Fifth, and now I am going to be much more controversial; inverse control and the PRO based theory of control. Polinksy and Potsdam (2002) presents cases control in which “PRO” c-commands its antecedent. This, strictly speaking should be impossible for such binding violates principle C. However, the sentences are licit with a control interpretation. Other examples of inverse control have since been argued to exist in various other languages. If inverse control exists, it is a KD for any PRO based conception of control. As all but the movement theory of control (MTC) is a PRO based conception of control, if inverse control obtains then the MTC is the only theory left standing. Moreover, as Polinsky and Potsdam have argued since, that inverse control exists makes perfect sense in the context of a copy theory of movement if one allows top copies to be PF deleted. Indeed, as argued here the MTC is what one expects in the context of a theory that eschews D-structure and adopts the least encumbered theory of merge. But all of this is irrelevant as regards the KD status of inverse control. Whether or not the MTC is right (which it, of course is) inverse control effects present KD against PRO based accounts of control given standard assumptions about principle C.

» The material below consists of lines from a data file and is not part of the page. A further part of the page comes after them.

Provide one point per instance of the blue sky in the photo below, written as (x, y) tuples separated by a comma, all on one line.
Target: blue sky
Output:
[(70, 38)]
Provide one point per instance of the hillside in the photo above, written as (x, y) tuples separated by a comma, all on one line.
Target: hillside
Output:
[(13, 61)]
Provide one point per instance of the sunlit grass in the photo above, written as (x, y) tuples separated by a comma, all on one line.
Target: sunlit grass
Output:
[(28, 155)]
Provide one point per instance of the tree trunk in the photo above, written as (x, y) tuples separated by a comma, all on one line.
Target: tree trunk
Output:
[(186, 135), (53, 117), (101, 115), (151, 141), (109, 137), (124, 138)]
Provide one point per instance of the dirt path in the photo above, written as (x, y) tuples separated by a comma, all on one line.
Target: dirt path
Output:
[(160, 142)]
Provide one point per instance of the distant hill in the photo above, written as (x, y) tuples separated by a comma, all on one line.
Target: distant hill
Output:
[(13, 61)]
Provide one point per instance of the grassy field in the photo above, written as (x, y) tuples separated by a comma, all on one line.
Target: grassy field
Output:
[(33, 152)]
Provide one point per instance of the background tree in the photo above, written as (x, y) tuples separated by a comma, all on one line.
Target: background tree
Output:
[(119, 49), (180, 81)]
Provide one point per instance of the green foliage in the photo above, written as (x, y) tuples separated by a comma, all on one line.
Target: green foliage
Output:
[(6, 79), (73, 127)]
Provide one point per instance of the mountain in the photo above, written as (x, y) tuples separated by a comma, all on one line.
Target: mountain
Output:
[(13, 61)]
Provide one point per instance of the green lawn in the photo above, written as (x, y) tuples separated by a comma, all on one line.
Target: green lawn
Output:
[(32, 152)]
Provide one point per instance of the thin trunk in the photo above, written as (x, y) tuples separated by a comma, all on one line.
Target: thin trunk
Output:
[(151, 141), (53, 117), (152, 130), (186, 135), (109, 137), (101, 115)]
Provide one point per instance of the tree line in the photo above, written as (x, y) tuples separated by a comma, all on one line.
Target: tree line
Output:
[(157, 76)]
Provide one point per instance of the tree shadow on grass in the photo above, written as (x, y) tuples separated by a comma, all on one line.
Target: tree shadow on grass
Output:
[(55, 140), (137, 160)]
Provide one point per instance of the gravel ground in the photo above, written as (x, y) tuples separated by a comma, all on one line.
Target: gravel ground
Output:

That’s it. Five examples. I am sure there are more. Send in your favorite. These are very useful to have on hand for they are part of what makes a research program progressive. CEs and KDs mark the intellectual progress of a discipline. They establish boundary condition sin adequate further theorizing. I am no great fan of empirics. The data does not do much for me. But I am an avid consumer of CEs and KDs. They are, in their own interesting ways, tributes to how far we’ve come in our understanding and so should be cherished.

[1] Note the modifier ‘deeply.’ Here’s an interesting question that I have no clean answer for: what makes one flaw deep and another a mere flesh wound? One mark of a deep flaw is that it buts up against a bed rock principle of the theory under investigation. So, for example, Galileo’s discovery was hard to reconcile with the Ptolemaic system unless one assumed that the phases of Venus were unlike any other of the phases seen at the time. There was no set of calculations that could get you the observed effects that were consistent with those most generally in use. Similarly for the Michaelson-Morley data. To reconcile these with the observations required fundamental changes to other basic assumptions. Most data are not like this. They can be reconciled by adding further (possibly ad hoc) assumptions or massaging some principles in new ways. But butting up against a fundamental principle is not that common. That’s why CEs and KD is interesting and worth looking for.

[2] The term “killer data” is found in a great new book on the rise of modern science by David Wootton (here). He argues that the existence of KD is a crucial ingredient in the emergence of modern science. It’s a really terrific book for those of you interested in these kinds of issues. The basic argument is that there really was a distinction in kind between what came after the scientific revolution and its precursors. The chapter on how perspective in painting fueled the realistic interpretation of abstract geometry as applied to the real world is worth the price of the book all by itself.

[3] In this, my list fails to have one property that Wootton highlighted. KDs as a matter of historical fact are widely accepted and pretty quickly too. Not all my candidate KDs have been as successful (tant pis), hence the bracketed qualifying modal.

[4] Please note the conditional: the KD shows that transformations are not linearly sensitive. This presupposes that Y/N questions are transformationally derive. Syntactic Structures argued for a transformational analysis of Aux fronting. A good analysis of the reasons for this is provided in Lasnik’s excellent book (here). What is important to note is that data can become KD only given a set of background assumptions. This is not a weakness.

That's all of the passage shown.